As for the rest of us, words still visited sometimes: spork, ostrich, windjammer. . . We wondered where they had come from, what to do with them. Were they a curse or a blessing? We’d pick them up where they dropped, like ravens’ bread on soggy ground.
Of course the big brands panicked, employed marketeers to look into whether we had ever had the right words in the first place. Naturally, we never read the results of their research. The new government launched a scheme (no need for secrecy as there’s no gossip). Bespoke words were designed along lines dictated by various linguistic systems, and tested. As someone who, until recently, had lived by her words (if there are words to live by: as you know, I actually live by the church), I was involved or, perhaps, committed. Under scientific conditions, we exchanged conversations involving satch, ileflower, liisdoktora. We cooed over the new words, nested them, hoping meaning would come and take roost, but meaning never did.
A scattering of the more successful words was put into circulation and, for a while, we tried to popularise them by using them at every opportunity. Despite sponsored ‘word placement’ in the movies (which were no longer talkies), the new words slipped off the screen: our eyes glazed over. The problem, as it always had been in our country, was one of individualism. By this stage no one expected words to facilitate communication. The experiment resulted not in a common language, but in pockets of parallel neologisms. Being able to name our own things to ourselves gave us comfort. I suspect some people still silently practice this, though of course I cannot tell. I have a feeling their numbers are declining. Even I have stopped. It proved too difficult to keep a bag of words in my head for personal use and to have to reach down into its corners for terms that didn’t come out very often. They grew musty. Frankly it was unhygienic.
It was sad to see the last of the signs coming down, but it was also liberating. In the shop that was no longer called COFFEE, you couldn’t ask for a coffee any more, but that was OK. You could point, and the coffee tasted better, being only ‘that’ and not the same thing as everyone else had. It was never the same as the guy behind you’s coffee, or the coffee belonging to the guy in front of you. No one had a better cup than you, or a worse. For the first time, whatever it was, was your particular experience and yours alone. The removal of publicly visible words accelerated. Shop windows were smashed, libraries were burned. We may have got carried away. As the number of billboards and street signs dwindled, we realised we had been reading way too much into everything. What did we do with the space in our minds that was constantly processing what we read? Well. . . I guess we processed other things, but what they were, we could no longer say.

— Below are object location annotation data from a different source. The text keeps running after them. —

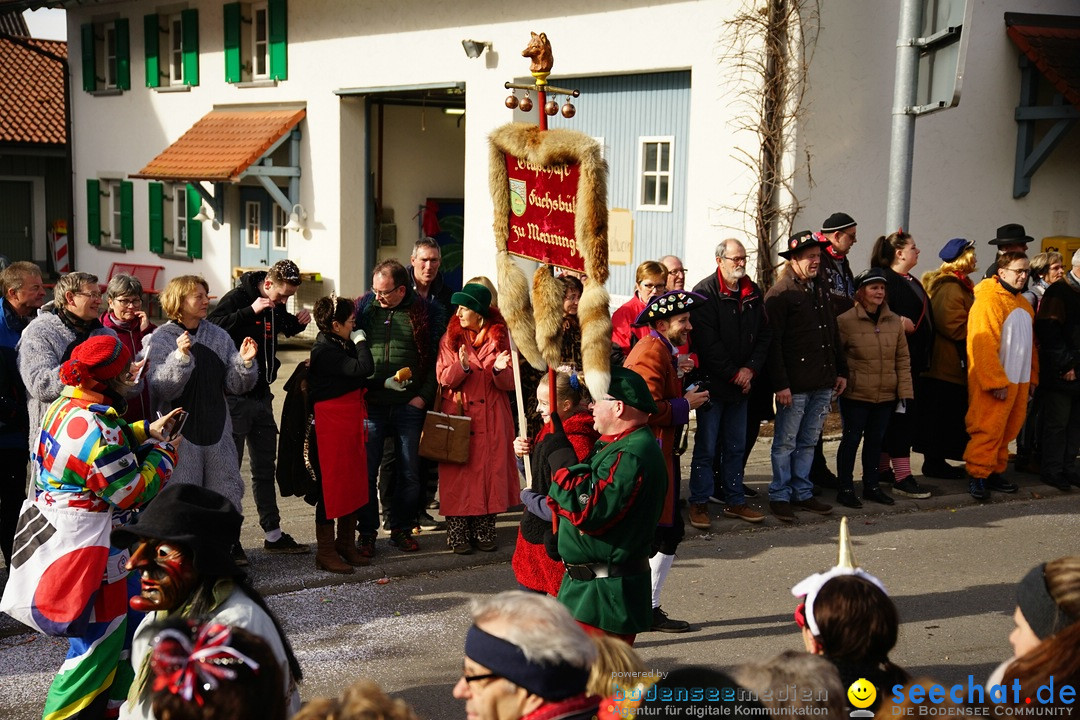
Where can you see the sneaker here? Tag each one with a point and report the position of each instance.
(428, 522)
(661, 623)
(699, 516)
(998, 484)
(878, 496)
(782, 511)
(743, 513)
(404, 541)
(942, 470)
(239, 556)
(909, 488)
(813, 505)
(285, 545)
(365, 544)
(848, 499)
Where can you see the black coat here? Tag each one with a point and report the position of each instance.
(730, 331)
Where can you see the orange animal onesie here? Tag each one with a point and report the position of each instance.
(1000, 355)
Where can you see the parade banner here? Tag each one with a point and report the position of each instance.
(542, 212)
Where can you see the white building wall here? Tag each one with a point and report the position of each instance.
(334, 44)
(962, 174)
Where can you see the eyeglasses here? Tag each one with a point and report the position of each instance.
(382, 294)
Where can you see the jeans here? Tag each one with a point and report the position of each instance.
(723, 424)
(403, 424)
(253, 423)
(795, 434)
(866, 421)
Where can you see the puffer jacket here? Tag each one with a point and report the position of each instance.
(879, 368)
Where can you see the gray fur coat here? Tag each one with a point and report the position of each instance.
(42, 349)
(199, 382)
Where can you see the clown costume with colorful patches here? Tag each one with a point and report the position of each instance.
(89, 459)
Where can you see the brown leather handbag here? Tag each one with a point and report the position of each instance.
(445, 437)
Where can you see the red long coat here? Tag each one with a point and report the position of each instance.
(488, 483)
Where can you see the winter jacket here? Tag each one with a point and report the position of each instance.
(729, 333)
(1057, 329)
(1000, 339)
(950, 300)
(805, 354)
(45, 344)
(878, 367)
(132, 336)
(488, 481)
(403, 336)
(907, 299)
(234, 314)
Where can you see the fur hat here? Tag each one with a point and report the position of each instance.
(801, 241)
(475, 297)
(667, 306)
(838, 221)
(200, 519)
(100, 358)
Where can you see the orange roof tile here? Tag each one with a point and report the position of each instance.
(31, 92)
(221, 145)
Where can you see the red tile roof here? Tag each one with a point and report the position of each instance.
(1053, 43)
(221, 146)
(31, 92)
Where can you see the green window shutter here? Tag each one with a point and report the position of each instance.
(232, 42)
(127, 215)
(157, 194)
(279, 37)
(189, 22)
(151, 44)
(89, 56)
(194, 227)
(123, 55)
(93, 212)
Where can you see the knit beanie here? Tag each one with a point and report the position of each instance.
(100, 358)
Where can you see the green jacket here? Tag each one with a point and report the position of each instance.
(404, 336)
(608, 507)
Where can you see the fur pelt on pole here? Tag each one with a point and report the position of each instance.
(536, 322)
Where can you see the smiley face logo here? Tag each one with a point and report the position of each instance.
(862, 693)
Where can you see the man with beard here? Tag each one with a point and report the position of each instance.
(180, 546)
(655, 358)
(807, 369)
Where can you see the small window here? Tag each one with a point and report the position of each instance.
(260, 42)
(655, 179)
(253, 212)
(180, 219)
(280, 234)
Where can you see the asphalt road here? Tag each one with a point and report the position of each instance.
(950, 571)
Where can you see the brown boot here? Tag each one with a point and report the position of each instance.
(346, 543)
(326, 557)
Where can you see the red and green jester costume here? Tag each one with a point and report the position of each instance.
(606, 510)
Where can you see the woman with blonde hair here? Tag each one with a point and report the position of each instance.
(193, 364)
(943, 389)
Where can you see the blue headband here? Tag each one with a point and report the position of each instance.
(551, 681)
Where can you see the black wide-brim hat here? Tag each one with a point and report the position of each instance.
(669, 304)
(1011, 234)
(201, 520)
(800, 241)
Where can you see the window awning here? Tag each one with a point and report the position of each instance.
(224, 146)
(1052, 42)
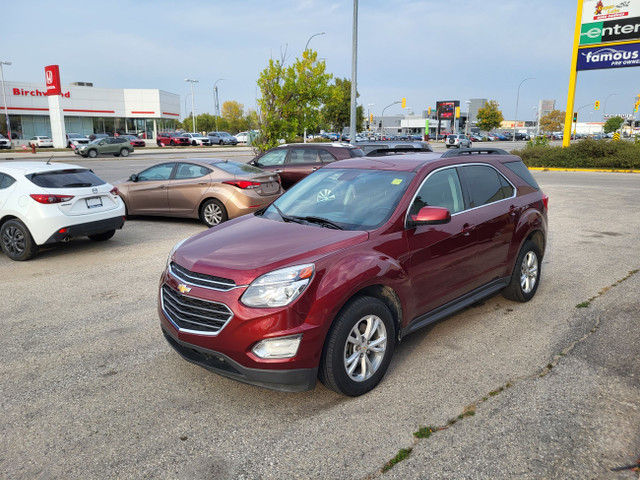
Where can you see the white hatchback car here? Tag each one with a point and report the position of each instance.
(44, 204)
(39, 141)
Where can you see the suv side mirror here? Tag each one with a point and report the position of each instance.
(430, 216)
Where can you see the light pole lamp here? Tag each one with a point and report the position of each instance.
(4, 99)
(193, 110)
(515, 121)
(314, 35)
(382, 120)
(216, 100)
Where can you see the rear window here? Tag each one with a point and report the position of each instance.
(76, 177)
(520, 169)
(235, 168)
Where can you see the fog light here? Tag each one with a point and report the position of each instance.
(281, 347)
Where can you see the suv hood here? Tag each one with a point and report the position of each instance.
(249, 246)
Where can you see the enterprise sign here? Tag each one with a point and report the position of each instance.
(609, 57)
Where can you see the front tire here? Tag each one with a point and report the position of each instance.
(213, 213)
(526, 274)
(17, 242)
(101, 237)
(358, 348)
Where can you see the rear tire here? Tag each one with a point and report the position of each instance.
(358, 348)
(213, 213)
(17, 242)
(101, 237)
(526, 274)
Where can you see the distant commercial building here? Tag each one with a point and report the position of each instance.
(88, 110)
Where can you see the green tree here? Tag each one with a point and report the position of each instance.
(613, 124)
(490, 116)
(336, 113)
(290, 98)
(552, 121)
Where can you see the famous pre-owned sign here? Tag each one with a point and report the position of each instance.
(609, 57)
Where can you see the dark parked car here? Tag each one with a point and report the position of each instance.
(297, 160)
(325, 281)
(172, 139)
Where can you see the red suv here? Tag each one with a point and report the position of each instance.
(326, 280)
(172, 138)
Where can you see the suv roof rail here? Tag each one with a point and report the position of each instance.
(474, 151)
(382, 152)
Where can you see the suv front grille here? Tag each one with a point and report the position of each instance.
(200, 279)
(192, 314)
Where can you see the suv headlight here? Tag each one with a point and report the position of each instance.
(278, 288)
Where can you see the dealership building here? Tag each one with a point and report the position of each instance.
(87, 109)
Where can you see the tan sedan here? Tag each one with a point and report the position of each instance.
(211, 189)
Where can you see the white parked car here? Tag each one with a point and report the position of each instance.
(44, 204)
(41, 141)
(197, 139)
(4, 142)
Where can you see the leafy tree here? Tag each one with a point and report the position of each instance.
(489, 117)
(553, 121)
(613, 124)
(290, 98)
(336, 113)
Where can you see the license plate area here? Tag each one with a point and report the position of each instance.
(93, 202)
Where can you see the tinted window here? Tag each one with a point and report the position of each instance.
(6, 181)
(157, 172)
(66, 178)
(440, 189)
(485, 185)
(520, 169)
(303, 155)
(236, 168)
(326, 156)
(276, 157)
(188, 170)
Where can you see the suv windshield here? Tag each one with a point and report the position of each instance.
(76, 177)
(345, 198)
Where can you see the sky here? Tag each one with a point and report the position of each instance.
(423, 50)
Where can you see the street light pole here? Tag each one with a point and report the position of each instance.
(216, 100)
(382, 121)
(4, 99)
(193, 110)
(515, 122)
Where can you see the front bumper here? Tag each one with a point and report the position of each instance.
(294, 380)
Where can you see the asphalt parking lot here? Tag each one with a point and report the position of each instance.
(90, 389)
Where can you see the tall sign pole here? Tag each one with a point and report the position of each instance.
(573, 79)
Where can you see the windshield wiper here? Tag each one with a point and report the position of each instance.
(286, 217)
(321, 221)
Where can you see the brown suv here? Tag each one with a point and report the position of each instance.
(295, 161)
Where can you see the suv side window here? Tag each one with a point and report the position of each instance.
(486, 185)
(440, 189)
(275, 157)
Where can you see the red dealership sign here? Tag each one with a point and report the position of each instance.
(52, 77)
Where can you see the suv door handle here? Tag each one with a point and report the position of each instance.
(467, 228)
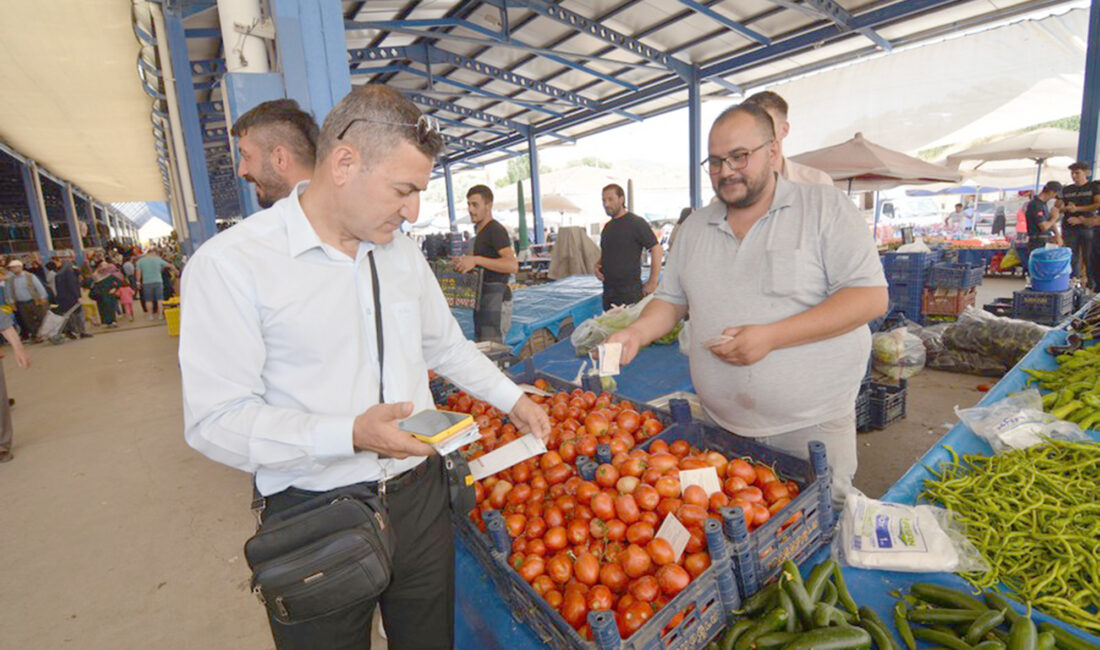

Some of us suspected that new things had begun to arrive, things there had never been names for. They caused irritation, as a new word does to an old person, but because there was nothing to call these new things, there was no way to point them out or even to say that they hadn’t been there before. People either accommodated them or didn’t. We’re still not sure whether these things continue to live with us, or if we imagined them all along.